SM 2

1K 31 0
                                    

"Ciee yang mau ketemu sang Arjuna." Goda Citra saat menelepon Freya.

"Apa sih?!"

"Deg-degan nggak?"

"Jujur atau bohong?"

"Jujurlah."

"Lumayan."

"Hahahaha..." Citra tergelak. "Salam ke si Rafa. Tolong tanyain ke dia, kata aku kapan bestie aku ini bakal dia tembak. Terus jangan jadian diem-diem ya kalian. Wajib bayar pajak jadian."

"Iyaaa..." Cengir Freya. "Ya udah ahh, aku mau berangkat dulu."

"Hati-hati."

"Oke, makasih bestie."

***

Rafa baru saja sampai di kampusnya. Beruntung ada tol Bocimi, membuat perjalanan terasa ringkas. Sepanjang perjalanan tadi hatinya pun berbunga-bunga. bagaimana tidak, pagi ini tiba-tiba ia mempunyai kesempatan mengecup perempuan yang berhasil mencuri hatinya semenjak beberapa tahun lalu, tepatnya saat kelulusan dan pelepasan Hanin waktu itu dari SMA Tunas muda. Di mana hari itu ia diminta mengantarkan obat Junaedi yang memang tengah kurang sehat.

Rafa waktu itu baru beranjak remaja. Ia mendadak jatuh hati pada sosok Hanin. Supel, itu yang Rafa nilai dari sosok Hanin. Dan tidak ada yang bisa mengalahkan Hanin di mata Rafa.

Pernah satu waktu Rafa mencoba mengubur rasanya terlebih tiba-tiba ia sering melihat Hanin bersama laki-laki yang tidak lain Azam. Seperti waktu itu, saat dirinya menghabiskan waktu santai di kafe tiba-tiba ia melihat Hanin dan Azam juga berada di kafe tersebut. Berbincang akrab bahkan Azam sampai merangkul Hanin mesra.

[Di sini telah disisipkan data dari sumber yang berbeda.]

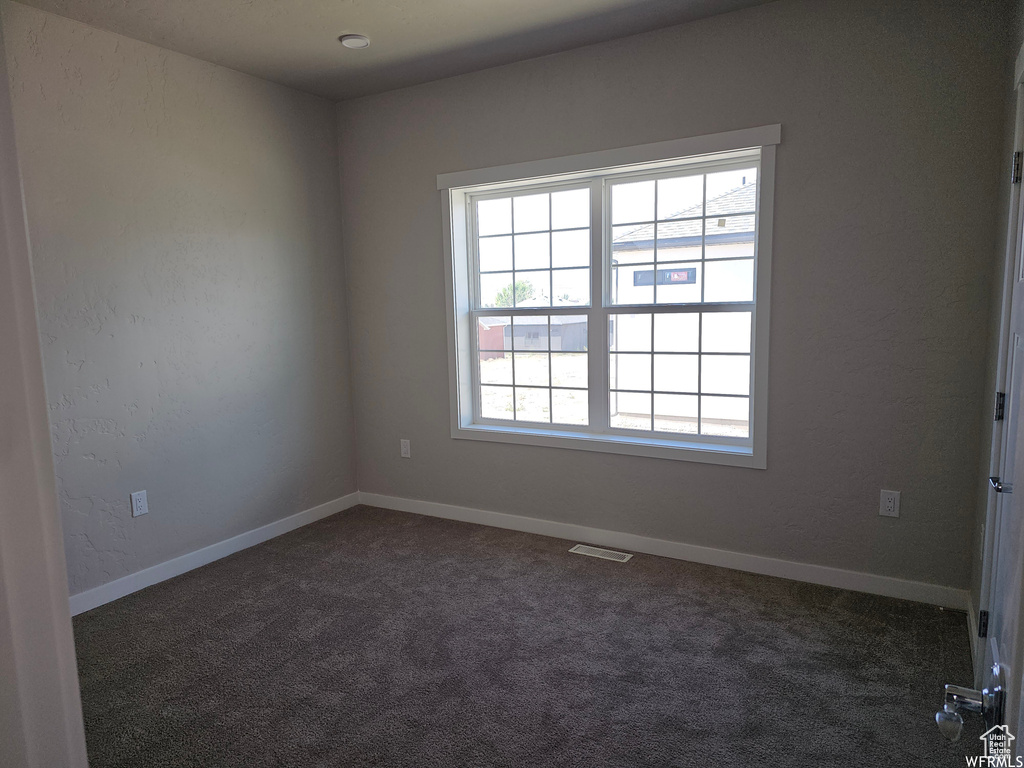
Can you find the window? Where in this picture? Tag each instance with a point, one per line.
(615, 301)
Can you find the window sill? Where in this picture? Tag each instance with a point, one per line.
(704, 453)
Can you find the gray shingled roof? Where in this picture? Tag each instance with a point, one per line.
(684, 228)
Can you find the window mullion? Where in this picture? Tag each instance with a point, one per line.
(597, 333)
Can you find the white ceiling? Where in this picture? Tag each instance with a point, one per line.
(295, 42)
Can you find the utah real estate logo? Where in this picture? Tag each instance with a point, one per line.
(998, 753)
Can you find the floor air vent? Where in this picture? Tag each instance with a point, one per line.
(604, 554)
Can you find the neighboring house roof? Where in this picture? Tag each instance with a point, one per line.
(684, 226)
(532, 320)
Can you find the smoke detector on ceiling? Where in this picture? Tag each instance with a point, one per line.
(354, 41)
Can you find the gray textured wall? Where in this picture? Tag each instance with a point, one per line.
(186, 253)
(885, 245)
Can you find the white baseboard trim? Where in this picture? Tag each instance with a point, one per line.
(97, 596)
(947, 597)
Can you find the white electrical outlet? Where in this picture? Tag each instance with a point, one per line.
(139, 506)
(889, 504)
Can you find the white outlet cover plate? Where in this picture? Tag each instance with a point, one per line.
(884, 504)
(139, 505)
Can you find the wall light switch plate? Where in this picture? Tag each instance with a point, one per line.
(139, 505)
(889, 504)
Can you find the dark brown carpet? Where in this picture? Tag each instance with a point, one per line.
(379, 638)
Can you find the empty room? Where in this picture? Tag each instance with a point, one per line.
(437, 383)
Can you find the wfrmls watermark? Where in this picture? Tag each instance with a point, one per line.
(998, 753)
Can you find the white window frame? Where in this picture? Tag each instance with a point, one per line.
(648, 161)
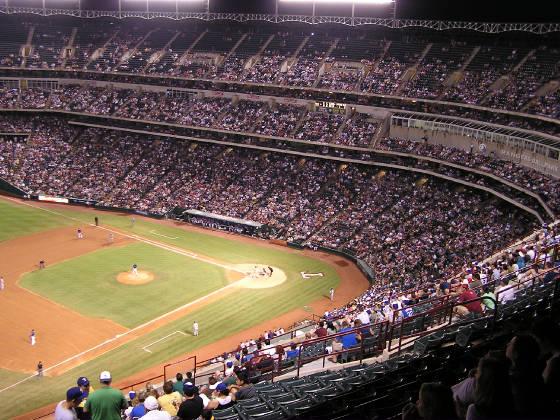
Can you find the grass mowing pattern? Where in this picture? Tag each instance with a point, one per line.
(17, 220)
(230, 315)
(177, 280)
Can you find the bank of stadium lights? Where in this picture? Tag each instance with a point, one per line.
(148, 2)
(353, 3)
(340, 1)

Tapi usaha Rafa tidak seratus persen berhasil. Buktinya meski sempat terkikis, toh rasa itu tumbuh lagi dan tumbuh lagi. Terlebih semenjak Azam sudah menikah, lalu Fardan tiada, ia merasa peluangnya terbuka lebar. Sayang undangan digital Hanin pada Junaedi dan Nur menyadarkan dirinya untuk tidak terlalu berharap.

Tapi ternyata semesta berusaha mewujudkan harapannya bersama Hanin. Karena jelang akad, tiba-tiba dirinya yang duduk di depan penghulu, bukan yang lain.

Rafa pun keluar dari mobil dengan penuh semangat. Semangat mengusahakan masa depan yang baik untuk dirinya, Hanin dan anak-anaknya nanti.

***

Hanin yang masih cuti itu pun kini tengah merapikan baju dari dalam koper ke lemari pakaian Rafa. Benar saja satu pintu memang kosong sehingga Hanin bisa leluasa menyimpan pakaiannya di sana.

"Hanin?!" Sapa Nur dari celah pintu kamar Rafa yang sedikit terbuka saat ini.

"Ehh Ibu."

"Boleh Mama masuk?" Tanya Nur yang kini memanggil dirinya dengan sebutan Mama bukan Ibu lagi.

"Bo-leh." Hanin mendadak tergagap mendengar Nur memakai panggilan Mama bukan Ibu seperti biasa.

"Lagi apa?" Tanya Nur sembari ikut duduk di atas karpet seperti Hanin.

"Beresin baju." Hani menjawab dengan tangan terus melipat pakaiannya. Tapi tatapnya ia arahkan pada ibu dari Rafa itu.

"Semoga kamu betah ya tinggal di sini." Harap Nur.

"Bu...." Cicit Hanin tiba-tiba.

"Kenapa?"

"Maaf ya Hanin jadi repotin Ibu, Bapak terutama Rafa." Kening Nur mengernyit. "Hmmm...." Hanin kehilangan kata-kata. Bingung harus bicara apa dan mulai dari mana.

"Jangan berpikiran yang aneh-aneh. Mama dan Papa senang kamu ada di sini, tinggal di sini, jadi anak mantu kami berdua. Rafa juga, dia pasti seneng banget." Tutur Nur. "Maunya dia malah." Tekan Nur.